Milk the Ol’ Network
After you learn as much as you can from reading articles online, seek out experts who you trust. Find people through your own network, as well as through your network’s network.
Find inspiration through the stories you hear and gain an understanding of what peers and experts are doing. Most important, get solid, critical feedback about your ideas and approach.
Don’t minimize the importance of bouncing ideas off of friends. Bill Gates and Warren Buffett employ this strategy, regularly bouncing ideas off each other. It’s is a crucial stage in the process and a key element in building your success as an investor – because if you can’t convey to a friend why you’ve come to a particular conclusion and defend your position effectively, it’s time either to do more research or to go back to the drawing board.
Keep an Open Mind
While you are reading and consulting, don’t stay married to your original thesis. Once you learn more about the industry, region, or market that you initially targeted, you might discover that it’s not the right place to invest your money, after all.
At the same time, don’t be too concerned about breaking away from conventional wisdom. You may have a gut feeling that goes against what most experts are saying, and that’s fine.
However, if you find there are solid reasons to open everything back up and re-assess your initial strategy, this is the time to do it. Dig up the courage to tweak your original approach.
Stay the Course
The advantage of doing an excellent job in developing a solid investment thesis is that it helps you avoid making the kinds of mistakes that result from rushed, excited, or inconsistent decision-making. An investment thesis gives you a plan of action that is carefully researched and explored.
Let’s have a look at Uber, for example. In recent years, it has been all too easy to get excited about Uber. We’ve known for a long time that the company was heading toward unicorn status.
However, that does not mean Uber is the investment that you’re looking for. If your investment thesis included “the early-stage mobility space with huge growth potential,” the Uber of today is not your intended investment target – though it may seem enticing. Uber is late, and it’s big.

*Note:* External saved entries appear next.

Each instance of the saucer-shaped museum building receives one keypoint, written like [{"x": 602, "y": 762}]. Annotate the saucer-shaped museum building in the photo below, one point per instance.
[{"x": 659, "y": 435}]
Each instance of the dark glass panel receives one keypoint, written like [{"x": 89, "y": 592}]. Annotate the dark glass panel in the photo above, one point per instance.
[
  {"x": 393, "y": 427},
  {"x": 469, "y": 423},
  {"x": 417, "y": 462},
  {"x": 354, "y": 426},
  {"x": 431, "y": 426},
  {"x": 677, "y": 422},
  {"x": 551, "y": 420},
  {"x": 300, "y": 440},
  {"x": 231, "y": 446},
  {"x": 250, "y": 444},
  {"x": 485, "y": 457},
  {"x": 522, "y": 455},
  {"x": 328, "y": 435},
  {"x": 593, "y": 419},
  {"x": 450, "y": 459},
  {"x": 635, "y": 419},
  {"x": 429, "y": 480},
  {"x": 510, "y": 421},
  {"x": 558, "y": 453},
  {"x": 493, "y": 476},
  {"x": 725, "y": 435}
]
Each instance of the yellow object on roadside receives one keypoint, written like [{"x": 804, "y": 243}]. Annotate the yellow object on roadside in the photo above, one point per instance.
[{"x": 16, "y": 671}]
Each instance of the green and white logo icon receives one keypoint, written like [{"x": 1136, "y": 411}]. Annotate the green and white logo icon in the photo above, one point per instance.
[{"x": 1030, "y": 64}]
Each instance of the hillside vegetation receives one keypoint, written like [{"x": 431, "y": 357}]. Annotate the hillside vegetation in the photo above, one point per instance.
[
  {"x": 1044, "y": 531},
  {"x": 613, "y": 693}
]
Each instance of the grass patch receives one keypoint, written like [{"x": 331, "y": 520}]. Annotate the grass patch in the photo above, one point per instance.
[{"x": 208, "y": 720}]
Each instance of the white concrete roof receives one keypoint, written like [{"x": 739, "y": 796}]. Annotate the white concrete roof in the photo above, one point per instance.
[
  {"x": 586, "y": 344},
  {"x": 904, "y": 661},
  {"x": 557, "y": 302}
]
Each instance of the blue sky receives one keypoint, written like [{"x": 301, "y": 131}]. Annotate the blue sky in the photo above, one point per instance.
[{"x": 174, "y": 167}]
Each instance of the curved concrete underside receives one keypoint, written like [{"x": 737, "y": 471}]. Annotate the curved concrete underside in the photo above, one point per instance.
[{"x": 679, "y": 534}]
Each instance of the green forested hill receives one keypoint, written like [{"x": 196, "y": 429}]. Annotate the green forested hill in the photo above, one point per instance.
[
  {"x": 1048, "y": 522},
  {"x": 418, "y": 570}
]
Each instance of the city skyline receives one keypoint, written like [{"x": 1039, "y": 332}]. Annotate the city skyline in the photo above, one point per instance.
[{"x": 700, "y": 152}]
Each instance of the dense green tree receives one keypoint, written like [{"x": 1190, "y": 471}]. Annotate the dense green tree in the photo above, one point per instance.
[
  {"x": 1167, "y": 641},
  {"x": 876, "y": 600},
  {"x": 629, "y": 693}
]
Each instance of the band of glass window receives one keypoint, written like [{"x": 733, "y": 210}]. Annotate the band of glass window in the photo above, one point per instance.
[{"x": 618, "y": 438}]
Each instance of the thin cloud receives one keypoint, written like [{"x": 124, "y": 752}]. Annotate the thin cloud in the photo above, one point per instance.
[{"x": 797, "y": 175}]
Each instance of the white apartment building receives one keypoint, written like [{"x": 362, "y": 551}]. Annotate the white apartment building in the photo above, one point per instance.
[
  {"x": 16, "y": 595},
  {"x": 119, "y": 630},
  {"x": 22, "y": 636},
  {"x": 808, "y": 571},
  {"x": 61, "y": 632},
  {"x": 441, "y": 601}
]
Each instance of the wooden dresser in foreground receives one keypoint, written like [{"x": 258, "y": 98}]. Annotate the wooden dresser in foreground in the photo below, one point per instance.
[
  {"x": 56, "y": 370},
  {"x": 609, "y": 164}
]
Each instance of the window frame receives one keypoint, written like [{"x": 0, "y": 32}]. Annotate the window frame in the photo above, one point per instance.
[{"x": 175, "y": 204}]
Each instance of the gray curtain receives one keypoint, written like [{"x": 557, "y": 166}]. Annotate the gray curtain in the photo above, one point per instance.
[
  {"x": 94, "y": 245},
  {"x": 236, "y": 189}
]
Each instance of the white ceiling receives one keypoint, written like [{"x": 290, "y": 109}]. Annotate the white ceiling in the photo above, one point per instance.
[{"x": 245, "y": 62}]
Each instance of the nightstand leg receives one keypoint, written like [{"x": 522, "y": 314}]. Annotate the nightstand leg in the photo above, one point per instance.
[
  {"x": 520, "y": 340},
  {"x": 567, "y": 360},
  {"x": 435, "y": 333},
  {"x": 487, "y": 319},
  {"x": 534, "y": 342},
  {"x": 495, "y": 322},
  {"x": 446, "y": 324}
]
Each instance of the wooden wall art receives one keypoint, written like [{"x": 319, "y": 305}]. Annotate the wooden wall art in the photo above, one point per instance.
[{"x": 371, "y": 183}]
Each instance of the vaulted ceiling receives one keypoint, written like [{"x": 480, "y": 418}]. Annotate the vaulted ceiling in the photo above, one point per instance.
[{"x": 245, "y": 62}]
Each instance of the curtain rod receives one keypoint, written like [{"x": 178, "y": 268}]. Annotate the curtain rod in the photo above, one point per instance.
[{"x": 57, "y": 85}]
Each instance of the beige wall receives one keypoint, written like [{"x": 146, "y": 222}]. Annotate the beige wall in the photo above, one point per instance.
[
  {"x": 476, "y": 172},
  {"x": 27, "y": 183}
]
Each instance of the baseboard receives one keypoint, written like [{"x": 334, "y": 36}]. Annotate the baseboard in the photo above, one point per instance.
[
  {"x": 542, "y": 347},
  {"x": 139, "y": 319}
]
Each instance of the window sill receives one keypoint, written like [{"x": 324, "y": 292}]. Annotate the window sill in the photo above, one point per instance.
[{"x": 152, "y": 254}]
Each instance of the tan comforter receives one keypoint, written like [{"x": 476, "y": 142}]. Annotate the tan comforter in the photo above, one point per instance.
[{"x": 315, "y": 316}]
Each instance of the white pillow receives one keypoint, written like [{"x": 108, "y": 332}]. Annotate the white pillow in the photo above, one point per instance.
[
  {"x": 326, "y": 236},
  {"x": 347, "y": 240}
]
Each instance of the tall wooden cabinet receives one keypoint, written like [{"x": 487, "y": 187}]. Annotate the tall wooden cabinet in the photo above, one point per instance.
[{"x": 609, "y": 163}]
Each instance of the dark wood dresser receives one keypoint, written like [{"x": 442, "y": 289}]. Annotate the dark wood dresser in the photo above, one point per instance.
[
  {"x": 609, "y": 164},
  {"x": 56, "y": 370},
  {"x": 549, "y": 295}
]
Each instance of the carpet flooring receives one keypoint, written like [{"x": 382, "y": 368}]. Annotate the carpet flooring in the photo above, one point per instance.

Instead, by following your thesis you can avoid riding the trendy wave of one hot company and opt to invest in an early-stage company that you believe has real potential.
Put It into Action
The thesis helps increase your chances of investing in a big win by forcing you to define a strategy that incorporates your own expertise, personal perspective, and vision of the future. These elements combine to differentiate your thesis. But at the same time, it’s the hard work of dotting the i’s and crossing the t’s – conducting the research, networking, and giving all of it time and thought – that makes it precise and reliable.
Once you finish, it is time to take the plunge. Start investing! Follow the guidelines of your thesis when you choose which companies or funds to invest in – that’s the crucial piece. Successful venture capitalist Reid Hoffman perhaps summed it up best when he said: “It’s useful to be able to recognize whether you’re on track or not. To have the belief, but also paranoia about am I tracking against my investment thesis.”